Given that it is well-known that stress may disrupt memory retrieval (Gagnon and Wagner, 2016; de Quervain et al., 1998; Roozendaal, 2002), it might be argued that the increased responding to the devalued action in stressed participants was due to their difficulty in remembering which outcome was valued and which was devalued. We could, however, rule out this alternative. Each block of our task involved, in addition to reinforcement learning trials, so called consumption trials in which participants could freely choose between the two outcome categories, without any response costs. These trials served to assess whether participants were aware of the current value of the outcomes. Here, participants clearly preferred the high-valued cards over low-valued cards during NoDev blocks (F[1, 56] = 5382.91, p<0.001, ƞ_p²=0.990, and 95% CI=0.984–0.992) as well as the valued card over its devalued counterpart during Dev blocks (Dev O^high and Dev O^low: both F[1, 56] > 214.72, both p<0.001, both ƞ_p²<0.793, and both 95% CI=0.687–0.848; outcome devaluation × stimulus value interaction: F[2, 112] = 876.42, p<0.001, ƞ_p²=0.940, and 95% CI=0.919–0.952), irrespective of stress (outcome devaluation × stimulus value × group interaction: F[2, 112] = 0.05, p=0.956, ƞ_p²=0.001, and 95% CI=0–0.120). This finding demonstrates that participants in both groups were aware of the value of the card stimuli in a specific block but that responses of stressed participants were less guided by this knowledge about the value of the outcome engendered by the response.

Mean reaction times were significantly faster for high-valued stimuli than for low-valued stimuli during NoDev blocks (NoDev: t₅₇=2.83, p_corr = 0.019, d=0.372, and 95% CI=0.104–0.637), whereas participants responded faster to low-valued stimuli than to high-valued stimuli during Dev blocks (Dev O^low: t₅₆=5.73, p_corr<0.001, d=0.759, and 95% CI=0.462–1.052; Dev O^high: t₅₇=4.41, p_corr<0.001, and d=0.579, 95% CI=0.298–0.855; outcome devaluation × stimulus value interaction: F[2, 110] = 28.14, p<0.001, ƞ_p²=0.338, and 95% CI=0.194–0.451). Stress did not influence participants’ reaction times (outcome devaluation × stimulus value × time × group: F[4, 220] = 0.85, p=0.494, ƞ_p²=0.015, and 95% CI=0–0.043; main effect group: F[1, 55] = 1.00, p=0.322, ƞ_p²=0.018, 95% CI=0–0.134).

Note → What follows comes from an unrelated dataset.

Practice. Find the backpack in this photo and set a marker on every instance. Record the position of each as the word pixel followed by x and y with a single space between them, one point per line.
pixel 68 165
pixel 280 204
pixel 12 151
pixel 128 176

Although our analyses of the neural data focussed mainly on the decoding of outcome and response representations, there is recent evidence suggesting that habitual and goal-directed processes might also be reflected in ERPs (Luque et al., 2017). The extent to which a reward related ERP is sensitive to an outcome devaluation is assumed to indicate the degree of habitual or goal-directed processing. Thus, we additionally analysed stress effects on related ERPs depending on outcome devaluation. Our data shows that the occipital stimulus-locked P1 component was insensitive to outcome devaluation (outcome devaluation × stimulus value interaction: F[2, 102]=0.63, p=0.536, ƞ_p²=0.012, and 95% CI=0–0.069; Figure 2—figure supplements 1–3), which might suggest the formation of an ‘attentional habit’ (Luque et al., 2017). However, the P1 was not modulated by reward value (F[1, 51] = 0.25, p=0.619, ƞ_p²=0.005, and 95% CI=0.002–0.009), which makes the interpretation of the insensitivity to the outcome devaluation difficult. The P1 component was also not modulated by stress (stimulus value × group: F[1, 51] = 0.13, p=0.723, ƞ_p²=0.002, and 95% CI=0–0.086; outcome devaluation × stimulus value × group: F[2, 102] = 0.11, p=0.900, ƞ_p²=0.002, and 95% CI=0–0.028). Moreover, we identified a late component that showed a non-significant trend towards sensitivity to the outcome devaluation during Dev O^high blocks in control participants (devalued vs. valued: t₂₄=1.91, p=0.068, d=0.382, and 95% CI=−0.028–0.785) but not in stressed participants (devalued vs. valued: t₂₇=1.57, p=0.127, d=0.297, and 95% CI=−0.084–0.673; outcome devaluation × stimulus value × group interaction: F[2, 102] = 5.20, p_corr=0.042, ƞ_p²=0.093, and 95% CI=0.008–0.199; stimulus value × group interaction: F[1, 51] = 6.05, p=0.017, ƞ_p²=0.106, and 95% CI=0.003–0.273; no such effect in NoDev and Dev O^low blocks: stimulus value × group interaction: both F[1, 51] < 1.44, both p>0.236, both ƞ_p²<0.027, and both 95% CI=0–0.159). This pattern of results suggests that stress interferes with a late ERP component that has been linked to goal-directed processing as it was particularly sensitive to the value of an outcome. However, similar to the behavioural response to a devalued action, the stress-induced decrease in the ‘outcome-sensitive’ ERP component leaves the question open as to whether this stress effect is due to changes in outcome or response processing.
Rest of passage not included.